著者
佐竹 敦志
出版者
日本サイトメトリー学会
雑誌
サイトメトリーリサーチ (ISSN:09166920)
巻号頁・発行日
vol.25, no.2, pp.7-13, 2015-10-25 (Released:2017-05-08)
参考文献数
18

Strategies to expand regulatory T cells (Treg)s hold therapeutic potential for ameliorating T cell-mediated inflammatory diseases. TCR signaling is partially dispensable for IL-2-induced Treg proliferation, as has been shown recently. In contrast, conventional T cells (Tconv)s require TCR signal activation for their proliferation.

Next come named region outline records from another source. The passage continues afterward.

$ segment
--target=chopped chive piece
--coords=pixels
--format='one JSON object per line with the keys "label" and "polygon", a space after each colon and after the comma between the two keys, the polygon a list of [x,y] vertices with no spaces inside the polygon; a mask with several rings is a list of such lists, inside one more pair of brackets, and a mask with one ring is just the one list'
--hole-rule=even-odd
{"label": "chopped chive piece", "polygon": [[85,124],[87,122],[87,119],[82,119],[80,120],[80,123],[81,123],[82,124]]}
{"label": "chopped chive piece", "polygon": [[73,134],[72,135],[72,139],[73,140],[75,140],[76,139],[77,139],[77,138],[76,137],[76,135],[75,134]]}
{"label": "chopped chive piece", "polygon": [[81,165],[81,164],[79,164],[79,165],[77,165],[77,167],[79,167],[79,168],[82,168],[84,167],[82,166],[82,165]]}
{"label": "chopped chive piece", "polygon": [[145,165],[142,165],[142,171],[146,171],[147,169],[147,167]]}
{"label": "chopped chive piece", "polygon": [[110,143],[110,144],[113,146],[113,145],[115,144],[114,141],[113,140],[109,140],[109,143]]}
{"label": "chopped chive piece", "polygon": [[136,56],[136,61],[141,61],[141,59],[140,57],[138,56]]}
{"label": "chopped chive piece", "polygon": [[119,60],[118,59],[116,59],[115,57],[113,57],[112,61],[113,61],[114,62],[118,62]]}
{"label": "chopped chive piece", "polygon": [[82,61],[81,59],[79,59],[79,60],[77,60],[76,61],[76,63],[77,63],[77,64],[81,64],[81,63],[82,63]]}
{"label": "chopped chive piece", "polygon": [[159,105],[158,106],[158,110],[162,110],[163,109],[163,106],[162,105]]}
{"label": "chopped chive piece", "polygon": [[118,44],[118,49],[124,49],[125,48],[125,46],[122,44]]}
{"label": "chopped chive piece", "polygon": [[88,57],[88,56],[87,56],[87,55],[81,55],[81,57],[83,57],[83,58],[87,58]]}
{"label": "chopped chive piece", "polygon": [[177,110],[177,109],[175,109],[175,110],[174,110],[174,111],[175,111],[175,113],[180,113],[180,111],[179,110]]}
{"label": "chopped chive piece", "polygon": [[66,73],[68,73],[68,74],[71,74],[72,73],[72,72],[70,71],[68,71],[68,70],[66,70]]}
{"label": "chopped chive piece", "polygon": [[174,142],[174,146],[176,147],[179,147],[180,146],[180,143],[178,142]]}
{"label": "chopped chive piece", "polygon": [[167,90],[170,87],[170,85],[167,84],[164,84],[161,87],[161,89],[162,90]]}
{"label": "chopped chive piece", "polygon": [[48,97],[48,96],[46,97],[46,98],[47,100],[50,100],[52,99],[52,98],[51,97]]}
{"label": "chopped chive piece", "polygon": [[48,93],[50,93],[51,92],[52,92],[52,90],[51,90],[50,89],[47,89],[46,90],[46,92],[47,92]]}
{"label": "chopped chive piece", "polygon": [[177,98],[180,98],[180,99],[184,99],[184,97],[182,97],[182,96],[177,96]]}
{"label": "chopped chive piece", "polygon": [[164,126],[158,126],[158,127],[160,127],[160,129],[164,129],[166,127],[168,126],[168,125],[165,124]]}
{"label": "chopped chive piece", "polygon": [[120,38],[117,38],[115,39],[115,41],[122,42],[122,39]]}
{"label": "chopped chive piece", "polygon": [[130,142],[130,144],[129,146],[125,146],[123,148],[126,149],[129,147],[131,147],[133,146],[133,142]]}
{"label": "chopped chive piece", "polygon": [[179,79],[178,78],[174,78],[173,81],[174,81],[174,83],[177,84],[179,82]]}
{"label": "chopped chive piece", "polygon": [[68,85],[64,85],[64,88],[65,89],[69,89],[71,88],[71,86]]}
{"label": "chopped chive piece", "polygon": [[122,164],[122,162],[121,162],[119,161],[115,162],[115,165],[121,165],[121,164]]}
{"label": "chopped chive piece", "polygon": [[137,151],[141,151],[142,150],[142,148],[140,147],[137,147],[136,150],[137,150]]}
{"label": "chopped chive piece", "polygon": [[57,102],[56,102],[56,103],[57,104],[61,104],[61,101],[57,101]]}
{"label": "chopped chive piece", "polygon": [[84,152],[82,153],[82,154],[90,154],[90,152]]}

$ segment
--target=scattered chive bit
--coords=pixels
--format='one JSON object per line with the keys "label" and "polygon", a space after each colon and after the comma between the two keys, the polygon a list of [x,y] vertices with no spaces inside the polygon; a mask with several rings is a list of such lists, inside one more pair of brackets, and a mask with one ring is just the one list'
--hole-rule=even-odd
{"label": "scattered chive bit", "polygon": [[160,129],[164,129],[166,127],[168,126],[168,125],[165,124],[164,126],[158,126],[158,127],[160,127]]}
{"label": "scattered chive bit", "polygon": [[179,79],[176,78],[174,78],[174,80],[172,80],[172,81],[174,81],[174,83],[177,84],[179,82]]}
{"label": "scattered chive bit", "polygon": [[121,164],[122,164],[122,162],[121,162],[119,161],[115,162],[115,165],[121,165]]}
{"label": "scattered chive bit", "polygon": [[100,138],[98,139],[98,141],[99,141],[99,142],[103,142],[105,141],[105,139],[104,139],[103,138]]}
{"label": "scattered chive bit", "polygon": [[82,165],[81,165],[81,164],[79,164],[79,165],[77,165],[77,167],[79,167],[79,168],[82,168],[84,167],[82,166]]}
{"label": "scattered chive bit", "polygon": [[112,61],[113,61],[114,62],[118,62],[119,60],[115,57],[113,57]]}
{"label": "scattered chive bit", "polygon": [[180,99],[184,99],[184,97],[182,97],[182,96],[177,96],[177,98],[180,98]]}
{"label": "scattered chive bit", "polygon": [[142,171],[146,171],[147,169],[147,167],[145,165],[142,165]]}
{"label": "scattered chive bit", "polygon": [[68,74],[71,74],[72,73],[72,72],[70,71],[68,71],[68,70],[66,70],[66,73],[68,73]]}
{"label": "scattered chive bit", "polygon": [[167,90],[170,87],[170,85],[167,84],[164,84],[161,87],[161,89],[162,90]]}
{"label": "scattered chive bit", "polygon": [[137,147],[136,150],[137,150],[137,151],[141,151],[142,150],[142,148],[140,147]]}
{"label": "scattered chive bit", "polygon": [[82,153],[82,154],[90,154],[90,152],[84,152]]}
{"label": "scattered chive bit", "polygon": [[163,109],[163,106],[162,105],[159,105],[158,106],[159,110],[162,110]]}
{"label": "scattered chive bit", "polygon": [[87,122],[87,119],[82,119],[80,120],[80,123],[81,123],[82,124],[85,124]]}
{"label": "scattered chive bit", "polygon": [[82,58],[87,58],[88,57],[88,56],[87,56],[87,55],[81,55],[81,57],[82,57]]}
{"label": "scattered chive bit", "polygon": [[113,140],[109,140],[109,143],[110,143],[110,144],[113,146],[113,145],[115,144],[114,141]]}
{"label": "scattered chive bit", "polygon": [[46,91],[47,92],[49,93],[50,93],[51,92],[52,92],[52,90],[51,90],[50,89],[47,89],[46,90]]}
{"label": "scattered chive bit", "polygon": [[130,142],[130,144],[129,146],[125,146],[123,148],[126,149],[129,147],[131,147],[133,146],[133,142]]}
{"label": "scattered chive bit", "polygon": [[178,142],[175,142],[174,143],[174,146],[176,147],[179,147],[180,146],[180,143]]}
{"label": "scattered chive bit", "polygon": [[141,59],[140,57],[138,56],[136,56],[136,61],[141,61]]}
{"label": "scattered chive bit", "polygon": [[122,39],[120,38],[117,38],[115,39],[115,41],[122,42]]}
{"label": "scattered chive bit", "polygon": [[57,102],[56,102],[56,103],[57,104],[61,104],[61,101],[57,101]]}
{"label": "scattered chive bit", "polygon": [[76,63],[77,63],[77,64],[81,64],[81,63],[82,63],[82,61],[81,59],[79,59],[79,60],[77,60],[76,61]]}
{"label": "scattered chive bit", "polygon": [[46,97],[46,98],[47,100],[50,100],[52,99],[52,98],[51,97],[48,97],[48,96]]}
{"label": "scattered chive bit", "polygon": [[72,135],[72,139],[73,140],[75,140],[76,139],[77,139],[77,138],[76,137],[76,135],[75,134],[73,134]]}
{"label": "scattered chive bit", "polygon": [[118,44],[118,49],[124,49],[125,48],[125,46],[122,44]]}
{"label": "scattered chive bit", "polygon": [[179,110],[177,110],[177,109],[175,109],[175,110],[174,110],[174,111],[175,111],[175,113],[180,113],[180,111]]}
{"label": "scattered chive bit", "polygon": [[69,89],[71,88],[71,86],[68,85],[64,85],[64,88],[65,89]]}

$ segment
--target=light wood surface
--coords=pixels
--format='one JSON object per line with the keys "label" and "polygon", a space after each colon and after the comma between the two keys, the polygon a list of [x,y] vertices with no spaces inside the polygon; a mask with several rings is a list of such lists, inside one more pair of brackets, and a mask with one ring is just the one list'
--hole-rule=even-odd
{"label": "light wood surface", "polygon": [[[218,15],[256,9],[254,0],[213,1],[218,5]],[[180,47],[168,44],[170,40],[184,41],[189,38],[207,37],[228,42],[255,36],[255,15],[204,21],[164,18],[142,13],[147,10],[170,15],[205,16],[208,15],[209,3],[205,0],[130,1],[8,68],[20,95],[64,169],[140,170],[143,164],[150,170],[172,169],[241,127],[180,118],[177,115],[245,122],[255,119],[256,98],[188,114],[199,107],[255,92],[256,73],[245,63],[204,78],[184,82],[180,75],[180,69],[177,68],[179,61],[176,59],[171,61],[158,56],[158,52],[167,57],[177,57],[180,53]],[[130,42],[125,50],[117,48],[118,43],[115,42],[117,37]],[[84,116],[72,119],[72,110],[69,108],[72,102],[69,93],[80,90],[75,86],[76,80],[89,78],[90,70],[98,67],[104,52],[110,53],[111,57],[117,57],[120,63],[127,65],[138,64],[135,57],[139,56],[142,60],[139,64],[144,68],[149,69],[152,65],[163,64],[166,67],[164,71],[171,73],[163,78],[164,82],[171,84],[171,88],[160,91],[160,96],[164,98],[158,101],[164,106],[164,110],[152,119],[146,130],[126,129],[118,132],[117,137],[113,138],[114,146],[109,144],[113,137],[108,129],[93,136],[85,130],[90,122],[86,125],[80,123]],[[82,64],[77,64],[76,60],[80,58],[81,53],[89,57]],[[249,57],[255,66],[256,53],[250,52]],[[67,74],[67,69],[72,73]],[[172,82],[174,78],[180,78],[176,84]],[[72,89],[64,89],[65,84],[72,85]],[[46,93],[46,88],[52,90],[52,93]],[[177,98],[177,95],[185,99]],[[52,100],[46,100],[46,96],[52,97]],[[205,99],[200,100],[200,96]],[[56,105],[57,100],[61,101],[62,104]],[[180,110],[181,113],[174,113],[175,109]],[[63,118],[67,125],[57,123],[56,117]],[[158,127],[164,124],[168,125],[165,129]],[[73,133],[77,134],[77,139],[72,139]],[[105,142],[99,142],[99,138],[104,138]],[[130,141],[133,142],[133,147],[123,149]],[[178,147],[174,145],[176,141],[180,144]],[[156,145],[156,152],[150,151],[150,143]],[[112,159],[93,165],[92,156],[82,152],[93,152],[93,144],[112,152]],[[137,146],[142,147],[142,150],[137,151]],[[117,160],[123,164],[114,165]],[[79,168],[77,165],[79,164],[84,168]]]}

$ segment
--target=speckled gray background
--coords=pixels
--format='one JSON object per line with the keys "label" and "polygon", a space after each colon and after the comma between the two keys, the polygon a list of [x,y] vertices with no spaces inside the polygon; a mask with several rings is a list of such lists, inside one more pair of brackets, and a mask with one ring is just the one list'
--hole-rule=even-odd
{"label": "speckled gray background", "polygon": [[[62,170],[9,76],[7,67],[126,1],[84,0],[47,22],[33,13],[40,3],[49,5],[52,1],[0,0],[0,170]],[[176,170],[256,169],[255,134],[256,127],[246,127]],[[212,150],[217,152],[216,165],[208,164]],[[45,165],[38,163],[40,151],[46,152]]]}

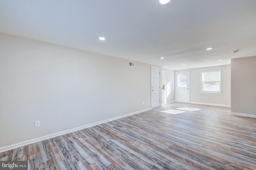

Therefore, we can expect that in conjunction with IL-2, pharmacological inhibition of TCR signaling may induce the expansion of Tregs while simultaneously inhibiting Tconv proliferation. We hereby demonstrate that costimulation but not TCR-mediated phospholipase Cγ (PLCγ) activation is required for the IL-2-induced Treg proliferation. Using Cyclosporine A (CSA) to inhibit TCR signaling and rapamycin to suppress costimulatory signaling pathways, we also demonstrate that while both agents attenuated antigen-specific Tconv proliferation, only CSA permitted IL-2-induced Treg expansion. Rapamycin, however, did increase the Treg:Tconv ratio due to its negative effects on Tconv survival. Importantly, CSA synergized with IL-2 in protection against experimental autoimmune encephalomyelitis (EAE). However, CSA abolished whereas rapamycin augmented the beneficial effect of IL-2 in graft-versus-host disease (GVHD). These differences could be potentially explained by the ability of rapamycin to promote inducible Treg generation and to allow TCR-enhanced Treg proliferation, processes that were inhibited by CSA but are important for GVHD protection. Thus, depending on the disease setting, different signaling pathways need to be targeted to increase the Treg:Tconv ratio for treatment of T cellmediated inflammatory disorders.